Our results showed that the conventional risk factors and genetic polymorphisms have significant influence on prognosis of CAD patients. CAD patients with diabetes mellitus, DD genotype of ACE, and 4G/4G genotype of PAI-1 suggested poor prognosis.

摘要

背景

本研究旨在探讨多种基因多态性和传统危险因素对冠心病(CAD)预后的影响。

方法

前瞻性招募155例CAD患者,将其分为单支血管病变(SVD)和多支血管病变(MVD)亚组。对所有患者检测血管紧张素转换酶(ACE)基因的I/D多态性、纤溶酶原激活物抑制剂-1(PAI-1)基因的4G/5G多态性以及内皮型一氧化氮合酶(eNOS)基因的G894→T突变。对患者进行10 - 65个月的随访,平均35个月。

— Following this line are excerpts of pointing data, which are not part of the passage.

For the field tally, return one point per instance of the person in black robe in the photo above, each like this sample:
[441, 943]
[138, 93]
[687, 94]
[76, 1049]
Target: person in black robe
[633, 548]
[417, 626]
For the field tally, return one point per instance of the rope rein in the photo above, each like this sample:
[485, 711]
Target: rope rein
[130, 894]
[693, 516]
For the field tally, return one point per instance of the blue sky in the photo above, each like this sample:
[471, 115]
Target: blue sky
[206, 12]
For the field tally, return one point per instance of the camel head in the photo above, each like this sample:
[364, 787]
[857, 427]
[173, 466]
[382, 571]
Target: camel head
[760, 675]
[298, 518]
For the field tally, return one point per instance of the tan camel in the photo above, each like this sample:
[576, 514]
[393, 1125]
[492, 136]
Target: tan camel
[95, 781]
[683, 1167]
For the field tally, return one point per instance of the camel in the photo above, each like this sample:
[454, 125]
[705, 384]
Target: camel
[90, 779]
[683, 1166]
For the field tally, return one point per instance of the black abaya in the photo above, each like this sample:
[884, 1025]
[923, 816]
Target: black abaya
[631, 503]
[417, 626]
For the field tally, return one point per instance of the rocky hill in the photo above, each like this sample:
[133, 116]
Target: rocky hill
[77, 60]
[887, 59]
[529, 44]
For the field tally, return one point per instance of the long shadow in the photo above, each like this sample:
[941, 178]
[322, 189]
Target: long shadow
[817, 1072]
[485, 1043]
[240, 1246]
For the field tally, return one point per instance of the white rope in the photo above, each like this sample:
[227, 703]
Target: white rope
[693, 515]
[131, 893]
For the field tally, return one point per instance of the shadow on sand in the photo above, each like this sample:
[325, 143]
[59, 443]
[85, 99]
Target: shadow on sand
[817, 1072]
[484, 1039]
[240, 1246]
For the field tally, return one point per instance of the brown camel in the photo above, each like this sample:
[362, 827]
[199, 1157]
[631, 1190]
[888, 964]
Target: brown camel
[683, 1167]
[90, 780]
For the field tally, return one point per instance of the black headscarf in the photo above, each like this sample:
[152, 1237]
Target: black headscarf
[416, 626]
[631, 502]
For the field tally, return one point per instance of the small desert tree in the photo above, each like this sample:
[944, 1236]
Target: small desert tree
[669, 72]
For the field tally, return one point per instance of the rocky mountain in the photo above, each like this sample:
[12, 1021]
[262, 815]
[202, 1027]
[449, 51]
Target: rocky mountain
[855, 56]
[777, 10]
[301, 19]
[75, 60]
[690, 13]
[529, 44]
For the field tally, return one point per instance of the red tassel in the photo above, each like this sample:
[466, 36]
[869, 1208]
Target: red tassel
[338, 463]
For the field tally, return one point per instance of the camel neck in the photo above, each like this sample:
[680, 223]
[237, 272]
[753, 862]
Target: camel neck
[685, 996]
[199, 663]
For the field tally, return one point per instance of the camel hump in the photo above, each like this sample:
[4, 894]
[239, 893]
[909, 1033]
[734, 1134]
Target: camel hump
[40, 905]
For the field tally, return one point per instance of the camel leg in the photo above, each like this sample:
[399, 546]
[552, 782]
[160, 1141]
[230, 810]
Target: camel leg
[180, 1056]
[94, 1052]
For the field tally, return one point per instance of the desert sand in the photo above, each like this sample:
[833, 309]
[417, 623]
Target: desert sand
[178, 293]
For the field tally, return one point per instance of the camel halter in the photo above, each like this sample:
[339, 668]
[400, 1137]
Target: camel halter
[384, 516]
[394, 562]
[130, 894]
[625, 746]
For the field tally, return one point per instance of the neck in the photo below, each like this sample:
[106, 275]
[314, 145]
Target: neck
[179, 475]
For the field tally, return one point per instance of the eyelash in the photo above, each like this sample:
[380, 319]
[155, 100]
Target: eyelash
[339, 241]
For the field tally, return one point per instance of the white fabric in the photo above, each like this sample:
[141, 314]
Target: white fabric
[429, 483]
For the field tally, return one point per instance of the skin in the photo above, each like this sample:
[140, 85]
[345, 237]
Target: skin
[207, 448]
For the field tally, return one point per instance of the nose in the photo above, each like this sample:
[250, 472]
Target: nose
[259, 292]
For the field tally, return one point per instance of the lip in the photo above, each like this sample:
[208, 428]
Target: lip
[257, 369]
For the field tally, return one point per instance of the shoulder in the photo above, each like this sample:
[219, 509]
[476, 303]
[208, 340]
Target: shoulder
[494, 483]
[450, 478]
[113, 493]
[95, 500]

终点为主要不良心血管事件(MACE),包括心绞痛、心肌梗死和心源性猝死。

结果

随访期间,81例患者发生MACE,其中73例有心绞痛,7例有心肌梗死,1例有心源性猝死。MVD的CAD患者在随访期间发生MACE的可能性更大。SVD和MVD患者之间PAI-1基因多态性分布有显著差异,p < 0.001。发生MACE患者的ACE基因DD基因型频率和PAI-1基因4G/4G基因型频率显著高于未发生MACE的患者,分别为p < 0.001和p = 0.002。发生MACE患者的糖尿病发病率显著高于未发生MACE的患者,P = 0.03。Cox回归分析显示,糖尿病(HR 2.36,95%CI 1.33 - 4.46,p = 0.003)、PAI-1基因4G/4G多态性(HR 3.45,95%CI 1.71 - 6.56,p = 0.009)和ACE基因D/D多态性(HR 2.99,95%CI 1.84 - 5.76,p = 0.005)是MACE的独立预测因素。

结论

我们的结果表明,传统危险因素和基因多态性对CAD患者的预后有显著影响。患有糖尿病、ACE基因DD基因型和PAI-1基因4G/4G基因型的CAD患者预后较差。